The frequency of the oscillator is controlled by precisely tuning the amount
of current fed into each of the inverters.
To achieve a wide tuning range and fine frequency control, current control
is split into coarse and fine paths. The coarse path is controlled by a 5-
bit digital-to-analog converter (DAC) with a current output. The current
DAC is constructed by simply switching 32 PMOS current sources with equal
current set by an external current reference. The control signals for the
switches are generated by digital registers that are externally writable. The
fine path is controlled by the frequency tracking loop with 12 bits. A second-
order digital ∆Σ modulator truncates the 12 bits to 5 bits and a 32-bit
thermometer encoded version of this 5-bit signal controls another current
26
DAC. This DAC is similar to the one in the coarse path, but with a separate
external current reference. The output of the current DAC is converted into
voltage through resistor R1. Due to the noise shaping of the ∆Σ modulator,
which generates high-frequency noise, the voltage on resistor R1 is low-pass
filtered by capacitors C1 and C2 and resistor R2 to generate the control
voltage for the fine-path current source. The output of this current source
is the summed with the current from the coarse path to generate the total
control current for the current-starved inverters, thus precisely controlling
the frequency of the oscillator.
The pulse injection is performed by driving a NMOS switch that shorts
the two differential clock signals, pulling the phase of the ring oscillator
toward the phase of the injection pulse. To make the injection strength, β,
programmable, the width of the pulse is modifiable and the injection switch
was split into two. The injection pulse can be directed toward the switches
independently such that either switch can be chosen to inject, or both. The
injection switches were sized in order to achieve a large in injection strength,
but the size was limited due to the switch loading effect described in Section
3.2.
The oscillator frequency is dependent on the control current, as well as
the size of the inverters and the injection switch. The inverters were sized
such that the oscillator consumes approximately 3 mW of power at 5 GHz.

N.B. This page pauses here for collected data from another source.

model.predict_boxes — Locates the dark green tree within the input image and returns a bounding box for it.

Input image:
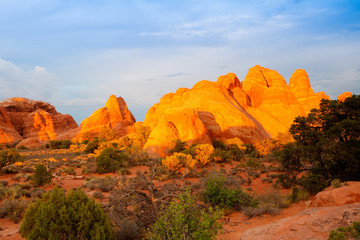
[20,187,113,240]
[286,95,360,185]
[31,164,52,186]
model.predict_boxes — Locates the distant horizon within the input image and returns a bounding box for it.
[0,1,359,124]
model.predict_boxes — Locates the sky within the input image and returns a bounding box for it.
[0,0,359,124]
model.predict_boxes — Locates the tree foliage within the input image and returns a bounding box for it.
[0,149,22,170]
[31,164,52,186]
[288,95,360,181]
[96,147,128,174]
[20,187,113,240]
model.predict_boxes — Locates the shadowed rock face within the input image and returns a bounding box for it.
[143,65,331,157]
[56,95,137,142]
[0,97,78,147]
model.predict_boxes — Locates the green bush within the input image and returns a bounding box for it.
[96,148,128,174]
[146,189,222,240]
[48,140,72,149]
[299,173,328,194]
[328,221,360,240]
[31,164,52,186]
[202,171,256,210]
[83,176,117,192]
[169,139,187,154]
[0,149,22,170]
[84,138,100,153]
[20,187,113,240]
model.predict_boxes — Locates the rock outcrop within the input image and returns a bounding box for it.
[241,203,360,240]
[338,92,352,101]
[143,65,329,156]
[57,95,136,142]
[310,182,360,207]
[0,97,78,147]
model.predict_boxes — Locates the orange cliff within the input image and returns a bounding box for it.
[0,97,78,147]
[57,95,137,142]
[143,65,330,157]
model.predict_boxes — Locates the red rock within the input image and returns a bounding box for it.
[144,106,211,157]
[338,92,352,101]
[241,203,360,240]
[58,95,136,142]
[289,69,330,112]
[0,97,77,147]
[0,106,23,145]
[310,182,360,207]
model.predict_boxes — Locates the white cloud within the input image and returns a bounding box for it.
[0,58,59,101]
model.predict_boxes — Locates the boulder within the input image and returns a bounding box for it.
[310,182,360,207]
[241,203,360,240]
[0,97,77,147]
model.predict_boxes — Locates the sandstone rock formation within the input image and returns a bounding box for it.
[57,95,136,142]
[338,92,352,101]
[0,97,78,147]
[310,182,360,207]
[289,69,330,112]
[143,65,329,157]
[241,203,360,240]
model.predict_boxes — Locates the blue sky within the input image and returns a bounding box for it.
[0,0,359,123]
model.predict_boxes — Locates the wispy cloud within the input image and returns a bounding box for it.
[0,58,59,101]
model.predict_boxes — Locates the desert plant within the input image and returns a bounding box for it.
[202,171,256,210]
[0,199,28,223]
[83,176,117,192]
[146,189,222,240]
[20,187,113,240]
[328,221,360,240]
[31,164,52,186]
[96,147,128,174]
[169,139,187,154]
[0,149,22,171]
[299,173,328,194]
[84,137,100,154]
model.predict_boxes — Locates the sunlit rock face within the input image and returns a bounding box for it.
[337,91,352,101]
[289,69,330,112]
[143,65,330,157]
[0,97,78,147]
[57,95,137,142]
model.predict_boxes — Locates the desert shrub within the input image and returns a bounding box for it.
[202,171,256,210]
[48,140,72,149]
[96,147,128,174]
[243,190,288,218]
[83,176,117,192]
[289,187,310,203]
[162,152,195,172]
[0,149,22,171]
[94,141,117,156]
[114,219,141,240]
[125,146,150,166]
[133,125,151,148]
[0,199,28,223]
[84,137,100,154]
[0,180,9,187]
[194,144,214,166]
[20,187,113,240]
[212,148,232,162]
[331,179,342,188]
[169,139,187,154]
[29,188,46,199]
[146,189,222,240]
[17,145,28,150]
[245,158,264,169]
[328,221,360,240]
[212,139,226,150]
[31,164,52,186]
[98,127,118,141]
[299,173,328,194]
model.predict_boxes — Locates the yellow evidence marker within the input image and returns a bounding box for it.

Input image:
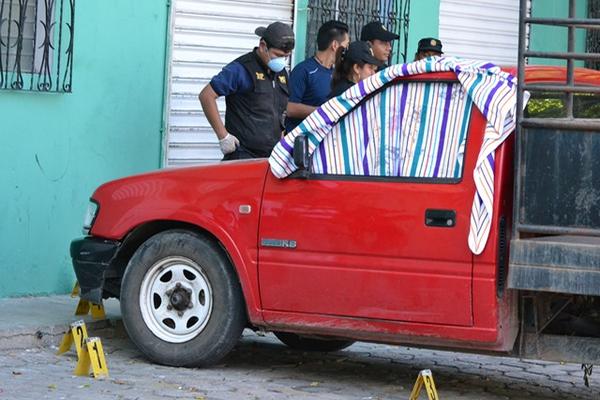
[74,337,109,379]
[57,321,109,378]
[72,282,106,320]
[57,320,89,357]
[71,281,80,297]
[409,369,440,400]
[75,301,106,320]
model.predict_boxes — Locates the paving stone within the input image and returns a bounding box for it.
[1,330,600,399]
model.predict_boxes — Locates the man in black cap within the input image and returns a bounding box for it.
[414,37,443,61]
[360,21,399,67]
[198,22,295,160]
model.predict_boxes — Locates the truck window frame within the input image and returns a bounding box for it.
[291,76,472,185]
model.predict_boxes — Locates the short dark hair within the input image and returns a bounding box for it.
[316,20,349,51]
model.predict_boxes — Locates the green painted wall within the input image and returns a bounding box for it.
[530,0,588,66]
[293,0,440,65]
[406,0,440,61]
[0,1,169,298]
[294,0,309,66]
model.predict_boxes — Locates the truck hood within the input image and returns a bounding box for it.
[90,159,270,240]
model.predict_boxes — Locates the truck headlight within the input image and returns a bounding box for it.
[82,200,99,235]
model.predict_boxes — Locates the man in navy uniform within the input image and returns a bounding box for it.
[414,37,443,61]
[360,21,399,68]
[199,22,295,160]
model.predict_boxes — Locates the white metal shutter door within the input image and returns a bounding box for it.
[166,0,294,167]
[439,0,519,65]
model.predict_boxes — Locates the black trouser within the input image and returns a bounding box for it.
[221,146,266,161]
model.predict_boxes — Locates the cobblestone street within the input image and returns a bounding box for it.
[1,329,598,400]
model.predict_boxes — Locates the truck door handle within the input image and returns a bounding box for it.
[425,209,456,228]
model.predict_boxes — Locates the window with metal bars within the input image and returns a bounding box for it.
[306,0,410,64]
[0,0,74,92]
[587,0,600,70]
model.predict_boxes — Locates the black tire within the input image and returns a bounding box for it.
[120,229,246,367]
[274,331,354,352]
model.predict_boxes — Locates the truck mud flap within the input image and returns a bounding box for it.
[508,236,600,296]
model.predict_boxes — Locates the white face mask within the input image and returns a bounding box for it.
[267,56,287,72]
[263,45,288,72]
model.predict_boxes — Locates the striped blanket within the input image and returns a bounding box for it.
[269,57,522,254]
[309,81,473,178]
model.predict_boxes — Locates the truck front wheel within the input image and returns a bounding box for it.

The current sources were designed to allow for oscillator frequencies between
2.5 GHz and 5.75 GHz across a supply range of 0.9 V to 1.1 V. At 1.0 V
the coarse frequency step was set to be 100 MHz, but is externally tunable
by modifying its reference current. The fine frequency step size was set at
approximately 50 kHz and is externally tunable as well. A custom layout
was conducted for the VCO, taking care of the locations of the clock lines to
reduce noise. The VCO layout is shown in Figure 4.2.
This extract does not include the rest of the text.